Когда все разошлись, Пальчиков приблизился к Оботову. Замполит строго на него посмотрел.

– А вы почему медлите, лейтенант? Команда для всех подана.

– Разрешите обратиться, товарищ подполковник… – Тяжело вздохнув, Пальчиков сжал пальцы в кулаки, потоптался, потом порывисто поднял голову, и в глазах появилась решимость. – Товарищ подполковник, завтра погода будет такая же, как и сегодня. Вы сами летчик и знаете, что там, – лейтенант показал рукой вверх, – ни дорог, ни регулировщиков.
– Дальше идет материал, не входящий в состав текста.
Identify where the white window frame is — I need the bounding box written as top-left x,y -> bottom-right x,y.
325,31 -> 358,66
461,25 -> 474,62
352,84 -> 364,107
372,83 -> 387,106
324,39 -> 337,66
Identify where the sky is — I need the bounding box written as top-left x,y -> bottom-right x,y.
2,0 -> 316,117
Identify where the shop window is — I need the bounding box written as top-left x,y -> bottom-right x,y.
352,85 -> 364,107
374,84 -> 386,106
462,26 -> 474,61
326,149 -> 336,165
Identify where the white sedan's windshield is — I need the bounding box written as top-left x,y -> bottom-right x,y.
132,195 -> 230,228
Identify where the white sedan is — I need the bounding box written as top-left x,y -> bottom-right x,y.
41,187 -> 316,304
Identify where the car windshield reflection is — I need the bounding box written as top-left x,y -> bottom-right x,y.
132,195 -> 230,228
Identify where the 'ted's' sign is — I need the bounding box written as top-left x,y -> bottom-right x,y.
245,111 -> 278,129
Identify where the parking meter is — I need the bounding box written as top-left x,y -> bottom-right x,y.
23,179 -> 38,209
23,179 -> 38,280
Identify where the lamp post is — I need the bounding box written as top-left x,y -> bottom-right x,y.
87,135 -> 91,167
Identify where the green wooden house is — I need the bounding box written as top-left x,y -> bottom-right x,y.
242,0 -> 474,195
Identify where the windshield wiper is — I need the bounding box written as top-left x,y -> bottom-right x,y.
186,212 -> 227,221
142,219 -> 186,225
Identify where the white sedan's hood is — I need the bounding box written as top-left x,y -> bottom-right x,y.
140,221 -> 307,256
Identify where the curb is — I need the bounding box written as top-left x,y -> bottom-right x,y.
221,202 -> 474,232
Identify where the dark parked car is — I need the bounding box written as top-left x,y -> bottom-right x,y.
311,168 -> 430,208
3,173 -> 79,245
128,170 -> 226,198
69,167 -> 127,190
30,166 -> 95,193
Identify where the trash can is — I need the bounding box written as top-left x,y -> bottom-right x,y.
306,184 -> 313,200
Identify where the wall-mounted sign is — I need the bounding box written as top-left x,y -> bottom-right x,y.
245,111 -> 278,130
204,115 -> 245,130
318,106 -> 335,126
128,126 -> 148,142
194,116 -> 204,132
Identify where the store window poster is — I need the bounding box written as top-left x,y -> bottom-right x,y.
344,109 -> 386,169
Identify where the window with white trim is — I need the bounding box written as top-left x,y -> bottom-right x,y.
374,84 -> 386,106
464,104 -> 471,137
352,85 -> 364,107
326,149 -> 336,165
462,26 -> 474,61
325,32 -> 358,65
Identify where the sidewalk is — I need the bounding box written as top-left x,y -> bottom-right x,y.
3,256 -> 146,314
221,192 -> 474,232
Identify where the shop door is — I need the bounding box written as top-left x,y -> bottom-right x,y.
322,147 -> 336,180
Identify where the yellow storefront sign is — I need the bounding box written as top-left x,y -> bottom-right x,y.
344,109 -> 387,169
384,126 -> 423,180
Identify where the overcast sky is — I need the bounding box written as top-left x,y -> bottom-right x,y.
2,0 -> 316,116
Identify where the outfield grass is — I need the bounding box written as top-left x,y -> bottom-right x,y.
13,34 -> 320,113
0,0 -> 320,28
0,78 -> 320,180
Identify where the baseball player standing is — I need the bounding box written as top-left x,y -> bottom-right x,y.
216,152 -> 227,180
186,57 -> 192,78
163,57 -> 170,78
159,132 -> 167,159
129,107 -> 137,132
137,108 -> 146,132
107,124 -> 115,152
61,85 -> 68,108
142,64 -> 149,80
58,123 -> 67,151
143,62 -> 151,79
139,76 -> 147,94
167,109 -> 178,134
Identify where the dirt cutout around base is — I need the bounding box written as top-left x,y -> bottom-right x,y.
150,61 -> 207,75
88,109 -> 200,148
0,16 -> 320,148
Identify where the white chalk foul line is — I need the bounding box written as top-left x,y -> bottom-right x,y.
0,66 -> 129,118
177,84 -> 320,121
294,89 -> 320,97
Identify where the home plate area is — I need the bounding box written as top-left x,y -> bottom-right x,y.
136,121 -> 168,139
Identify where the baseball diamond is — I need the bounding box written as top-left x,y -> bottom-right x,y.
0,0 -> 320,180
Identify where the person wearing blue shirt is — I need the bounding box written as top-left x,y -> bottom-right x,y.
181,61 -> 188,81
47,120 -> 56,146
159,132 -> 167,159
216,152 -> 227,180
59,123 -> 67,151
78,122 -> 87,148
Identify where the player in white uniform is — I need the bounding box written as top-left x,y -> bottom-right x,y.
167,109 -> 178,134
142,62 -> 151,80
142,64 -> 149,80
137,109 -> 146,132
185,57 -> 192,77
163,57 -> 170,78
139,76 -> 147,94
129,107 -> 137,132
Это шоферу хорошо – чуть не так, отвернул в сторону, расспросил куда ехать. А у нас при такой погоде ошибка в воздухе – знак равенства – гибель. У капитана Ефимкова – жена, ребенок… Разрешите мне вместо него полететь. Я все свои знания, все умение вложу, чтобы Бориску Спицына и майора найти. Поговорите с подполковником Земцовым. А?
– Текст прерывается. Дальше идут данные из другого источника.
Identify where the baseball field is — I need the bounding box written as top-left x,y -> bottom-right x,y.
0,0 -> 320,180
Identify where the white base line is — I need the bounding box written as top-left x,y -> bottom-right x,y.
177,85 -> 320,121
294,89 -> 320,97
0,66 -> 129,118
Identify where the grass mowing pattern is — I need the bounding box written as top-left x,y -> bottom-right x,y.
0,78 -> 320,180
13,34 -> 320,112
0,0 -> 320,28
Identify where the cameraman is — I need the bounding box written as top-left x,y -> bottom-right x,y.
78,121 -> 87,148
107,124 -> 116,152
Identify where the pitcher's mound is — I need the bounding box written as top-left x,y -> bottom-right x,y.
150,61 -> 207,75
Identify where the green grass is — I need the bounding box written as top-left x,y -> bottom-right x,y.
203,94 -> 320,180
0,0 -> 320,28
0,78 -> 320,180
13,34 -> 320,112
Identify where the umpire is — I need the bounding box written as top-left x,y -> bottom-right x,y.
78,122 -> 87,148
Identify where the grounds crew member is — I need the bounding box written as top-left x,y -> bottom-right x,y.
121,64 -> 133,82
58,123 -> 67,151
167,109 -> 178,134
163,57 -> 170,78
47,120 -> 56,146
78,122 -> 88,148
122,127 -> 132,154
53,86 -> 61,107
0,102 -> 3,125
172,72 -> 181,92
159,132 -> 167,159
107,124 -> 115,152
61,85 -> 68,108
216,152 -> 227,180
Пальчиков с надеждой глядел в глаза замполиту, стараясь по глазам узнать, что у него на душе. А на душе у Оботова было хорошо. И хотя стояли они почти вплотную, подполковник шагнул к лейтенанту и крепко потряс ему руку.

– Спасибо, Пальчиков! Верю, что смелый вы и храбрый офицер. Только лететь вам не придется.

Пальчиков разочарованно отступил.

– Подождите, не расстраивайтесь, – подбодрил его замполит. – Во-первых, решение на полет Ефимкова принял не Земцов, а сам генерал. Во-вторых, генерал ни за что не послал бы Ефимкова, если бы не был убежден в благополучном исходе полета. А как по-вашему, в кого он должен был больше поверить: в Ефимкова, летчика с огромным опытом, или в вас?

– Конечно, в Ефимкова…

– Вот и правильно. Идите и трудитесь как следует на расчистке. Ведь и от этого зависит успех завтрашнего полета. А если уж понадобится повторный вылет в горы, даю слово, что доложу о вашем желании.